Like any true lover of literature, I have, of course, enormous respect for the Russian story tellers and playwrights, and value my considerable experience, all other things considered, of their genius. For one thing, hugely important to a soul like myself whose childhood relationship with nature, with the visible earth, was unquestionably a religious relationship, the Russian love of landscape, of the fields that grew their food, had always been incredibly evocative. When I taught grade six geography, it was almost like reading the Bible to have explained to me how milleniums of birch leaves had created so many feet of top soil, and when a young friend gave me Gogol's "Dead Souls" to read I was not unaware of the humour of odd way of reckoning personal wealth among land owners, but I found the descriptions of the estates even more interesting, a most acute reminder of my own time among the fields and farms of Canada, that other great expanse of territory, so much of it virtually empty. So the fact that I could be read in Russia, thanks to the wizardry of Blogger and the Net, is such a return to some very happy and purposeful days of the past.
Tovarich.
Keep in mind also that my widowed Nana's second husband was Russian by birth, orphaned in England, and that where I live in the Kootenays makes it impossible not to be cheek by jowl with the Russian accent of the Doukhobors, who have been here in quantity since the very early 1900s. They too are great lovers of what you grow cabbages in, and all the Anglos around here have learned their recipes for borsch.
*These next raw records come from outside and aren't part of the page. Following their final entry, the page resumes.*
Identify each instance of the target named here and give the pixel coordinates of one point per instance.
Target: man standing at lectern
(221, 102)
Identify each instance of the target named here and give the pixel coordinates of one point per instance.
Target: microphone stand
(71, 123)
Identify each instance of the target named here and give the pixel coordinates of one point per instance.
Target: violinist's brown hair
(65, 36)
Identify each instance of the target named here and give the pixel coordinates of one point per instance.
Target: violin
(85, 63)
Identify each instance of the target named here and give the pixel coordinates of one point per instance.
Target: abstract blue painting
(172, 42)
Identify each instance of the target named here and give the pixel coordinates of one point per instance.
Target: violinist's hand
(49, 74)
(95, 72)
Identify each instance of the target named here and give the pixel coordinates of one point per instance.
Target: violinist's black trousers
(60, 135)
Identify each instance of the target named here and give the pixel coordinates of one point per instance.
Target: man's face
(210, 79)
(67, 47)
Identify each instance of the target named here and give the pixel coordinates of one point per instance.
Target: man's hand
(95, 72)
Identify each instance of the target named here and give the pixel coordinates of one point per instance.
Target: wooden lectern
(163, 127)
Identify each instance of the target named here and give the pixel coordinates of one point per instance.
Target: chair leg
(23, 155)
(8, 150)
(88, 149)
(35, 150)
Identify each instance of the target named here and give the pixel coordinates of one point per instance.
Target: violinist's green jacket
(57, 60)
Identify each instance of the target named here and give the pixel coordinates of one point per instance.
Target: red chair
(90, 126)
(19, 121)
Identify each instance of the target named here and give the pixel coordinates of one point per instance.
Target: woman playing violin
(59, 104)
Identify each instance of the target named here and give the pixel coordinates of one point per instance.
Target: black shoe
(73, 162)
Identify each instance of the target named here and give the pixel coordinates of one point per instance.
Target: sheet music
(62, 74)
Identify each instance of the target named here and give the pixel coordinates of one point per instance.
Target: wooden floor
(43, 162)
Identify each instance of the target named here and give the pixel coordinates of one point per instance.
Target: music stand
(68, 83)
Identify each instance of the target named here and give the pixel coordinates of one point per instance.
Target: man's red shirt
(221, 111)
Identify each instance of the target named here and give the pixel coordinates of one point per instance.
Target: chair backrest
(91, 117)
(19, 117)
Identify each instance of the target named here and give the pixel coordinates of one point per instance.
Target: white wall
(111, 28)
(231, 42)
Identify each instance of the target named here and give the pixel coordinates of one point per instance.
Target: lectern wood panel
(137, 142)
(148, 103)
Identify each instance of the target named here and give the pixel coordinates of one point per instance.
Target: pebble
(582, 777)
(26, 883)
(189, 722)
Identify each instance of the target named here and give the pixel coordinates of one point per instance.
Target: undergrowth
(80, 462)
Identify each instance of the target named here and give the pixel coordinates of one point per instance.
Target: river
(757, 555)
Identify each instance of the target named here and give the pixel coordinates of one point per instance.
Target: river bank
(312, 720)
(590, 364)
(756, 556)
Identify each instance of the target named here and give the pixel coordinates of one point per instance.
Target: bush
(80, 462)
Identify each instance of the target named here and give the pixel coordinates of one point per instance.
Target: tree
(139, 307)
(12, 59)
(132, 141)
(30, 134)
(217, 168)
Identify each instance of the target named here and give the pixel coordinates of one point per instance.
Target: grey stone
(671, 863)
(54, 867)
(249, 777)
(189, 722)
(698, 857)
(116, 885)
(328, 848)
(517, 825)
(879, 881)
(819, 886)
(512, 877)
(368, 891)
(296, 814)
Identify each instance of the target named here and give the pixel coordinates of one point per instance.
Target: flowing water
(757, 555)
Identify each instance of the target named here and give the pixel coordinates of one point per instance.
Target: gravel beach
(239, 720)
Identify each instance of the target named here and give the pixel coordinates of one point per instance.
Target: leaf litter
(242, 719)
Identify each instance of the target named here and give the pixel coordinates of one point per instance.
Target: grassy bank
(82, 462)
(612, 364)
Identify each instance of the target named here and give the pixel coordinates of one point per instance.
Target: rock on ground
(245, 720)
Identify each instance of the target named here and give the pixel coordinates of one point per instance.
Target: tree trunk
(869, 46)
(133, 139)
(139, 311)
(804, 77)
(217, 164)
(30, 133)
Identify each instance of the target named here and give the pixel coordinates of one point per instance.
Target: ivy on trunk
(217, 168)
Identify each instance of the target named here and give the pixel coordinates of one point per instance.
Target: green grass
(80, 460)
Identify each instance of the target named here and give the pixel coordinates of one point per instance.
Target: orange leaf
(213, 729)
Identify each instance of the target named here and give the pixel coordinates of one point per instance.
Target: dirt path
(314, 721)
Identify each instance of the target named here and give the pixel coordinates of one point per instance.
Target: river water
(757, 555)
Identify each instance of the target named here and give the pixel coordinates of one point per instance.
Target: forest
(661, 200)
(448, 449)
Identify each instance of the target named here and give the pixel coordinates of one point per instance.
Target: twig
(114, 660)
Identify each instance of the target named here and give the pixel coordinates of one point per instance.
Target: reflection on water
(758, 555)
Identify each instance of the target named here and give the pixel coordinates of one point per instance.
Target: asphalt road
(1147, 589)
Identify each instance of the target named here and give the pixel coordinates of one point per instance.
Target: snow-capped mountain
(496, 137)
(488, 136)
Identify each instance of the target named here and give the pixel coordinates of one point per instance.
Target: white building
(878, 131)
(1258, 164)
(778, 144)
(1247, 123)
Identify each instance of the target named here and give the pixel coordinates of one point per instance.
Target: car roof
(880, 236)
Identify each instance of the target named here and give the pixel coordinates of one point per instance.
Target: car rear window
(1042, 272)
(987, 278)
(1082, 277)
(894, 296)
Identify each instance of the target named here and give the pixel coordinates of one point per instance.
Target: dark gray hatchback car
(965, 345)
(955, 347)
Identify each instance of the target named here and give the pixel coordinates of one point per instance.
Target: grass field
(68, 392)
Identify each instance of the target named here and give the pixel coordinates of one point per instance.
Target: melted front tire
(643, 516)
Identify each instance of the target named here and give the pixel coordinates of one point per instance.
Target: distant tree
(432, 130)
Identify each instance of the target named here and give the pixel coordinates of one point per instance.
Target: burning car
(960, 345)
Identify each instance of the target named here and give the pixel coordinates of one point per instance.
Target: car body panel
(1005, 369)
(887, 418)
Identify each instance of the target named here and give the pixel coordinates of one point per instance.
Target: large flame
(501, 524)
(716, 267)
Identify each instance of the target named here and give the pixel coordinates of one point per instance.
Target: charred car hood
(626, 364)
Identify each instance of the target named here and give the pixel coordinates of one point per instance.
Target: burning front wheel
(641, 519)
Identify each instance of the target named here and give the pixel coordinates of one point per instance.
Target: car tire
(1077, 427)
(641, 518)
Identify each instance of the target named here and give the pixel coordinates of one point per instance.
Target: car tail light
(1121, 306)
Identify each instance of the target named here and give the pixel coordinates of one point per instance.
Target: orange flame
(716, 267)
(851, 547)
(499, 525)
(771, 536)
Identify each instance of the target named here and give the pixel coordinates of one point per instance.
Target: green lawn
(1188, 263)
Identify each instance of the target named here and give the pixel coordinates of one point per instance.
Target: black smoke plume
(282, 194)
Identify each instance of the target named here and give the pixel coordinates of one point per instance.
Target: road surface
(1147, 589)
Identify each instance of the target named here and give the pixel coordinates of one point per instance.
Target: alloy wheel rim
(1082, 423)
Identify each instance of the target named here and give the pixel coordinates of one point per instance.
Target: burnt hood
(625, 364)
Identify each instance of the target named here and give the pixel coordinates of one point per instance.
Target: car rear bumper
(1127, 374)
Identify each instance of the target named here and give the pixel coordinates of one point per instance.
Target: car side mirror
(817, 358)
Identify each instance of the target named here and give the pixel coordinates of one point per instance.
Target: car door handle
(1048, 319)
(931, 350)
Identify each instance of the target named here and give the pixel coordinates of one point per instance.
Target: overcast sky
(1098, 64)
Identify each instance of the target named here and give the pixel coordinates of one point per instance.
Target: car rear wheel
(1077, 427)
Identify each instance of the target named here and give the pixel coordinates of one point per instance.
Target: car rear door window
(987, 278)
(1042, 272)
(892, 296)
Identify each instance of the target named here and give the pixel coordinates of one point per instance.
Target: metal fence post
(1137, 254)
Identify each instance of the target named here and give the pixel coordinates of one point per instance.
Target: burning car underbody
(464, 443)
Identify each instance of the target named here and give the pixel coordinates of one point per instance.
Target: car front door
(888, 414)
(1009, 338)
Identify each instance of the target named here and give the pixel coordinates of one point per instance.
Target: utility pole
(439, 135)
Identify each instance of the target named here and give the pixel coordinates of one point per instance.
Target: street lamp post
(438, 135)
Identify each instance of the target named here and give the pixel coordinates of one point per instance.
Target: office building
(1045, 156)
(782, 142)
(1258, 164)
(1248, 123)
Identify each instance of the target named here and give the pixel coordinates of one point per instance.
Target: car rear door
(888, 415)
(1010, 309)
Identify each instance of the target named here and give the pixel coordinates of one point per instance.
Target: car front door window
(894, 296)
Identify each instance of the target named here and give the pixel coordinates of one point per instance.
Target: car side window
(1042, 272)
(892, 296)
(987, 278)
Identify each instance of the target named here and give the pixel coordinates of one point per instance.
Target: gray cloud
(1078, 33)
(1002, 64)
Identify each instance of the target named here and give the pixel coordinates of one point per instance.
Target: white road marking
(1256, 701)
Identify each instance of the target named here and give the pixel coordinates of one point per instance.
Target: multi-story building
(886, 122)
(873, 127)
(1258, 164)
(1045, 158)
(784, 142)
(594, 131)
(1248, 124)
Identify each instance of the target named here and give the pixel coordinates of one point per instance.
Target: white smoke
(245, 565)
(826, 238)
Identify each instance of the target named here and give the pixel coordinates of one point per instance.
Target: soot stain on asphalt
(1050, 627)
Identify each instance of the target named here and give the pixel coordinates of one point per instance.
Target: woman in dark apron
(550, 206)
I wonder if these Russian readers have hung in there, shifting over to Google Reader. In daily life, in the quite constant encounters with new acquaintances, I invariably strike fire as an artist, a listener, a man committed to the universal presence of a basic human interest in the spiritual life, but the good ship of open exchange and conversation also quite constantly hits a reef at some point after the inescapable fact - in my life - of Catholicism crops up. That most useful phrase of Thomas Aquinas - obediential potential - seems to be a factor of individual human growth very few souls can recognize, for one reason or another, and the ignominy of relating sincerely to someone who actually believes in the need for a Pope and a carefully structured, dogmatic, Church, looms with frightening inconvenience to a variety of deeply cherished personal preferences.
Russians, of course, like everybody else, have deeply cherished personal preferences. Mostly to a man, they stick to their schismatic predicament, even if it threatens to drive them crazy, or to vodka, as the statistics show it does to an alarming extent. One can, of course, with impeccable justice, lay much of the blame on the general depression of the land of the bear created by the evil genius of Josef Stalin, and the mentally clogging filth of atheistic communism. Talk about galley slaves mired in their own excrement.
But the Russians also knew their good and useful talents of great calibre, Turgenev by no means the least. For the perceptive writer, there are magnificent weapons in his arsenal. One might consider them amongst the most effective in the unique Russian weaponry, a gifted sensitivity for dealing with a selection of the enemies of life even longer than he imagined, and perhaps more universal.
That the Czar and his minions should have put him under house arrest indicates the sickness of the anti-Western mentality in Russia he was trying to overcome, and forecasts the need of the revolution, and that Turgenev should have chronicled so well the death rattles of his society provides a wonderful index of folly in all sociological entities. His ghost rages through so many factors and elements in modern Catholicism, where leadership behaves so slavishly imitative of his tiresome government officials.
What a price we pay for illiteracy, especially in leadership.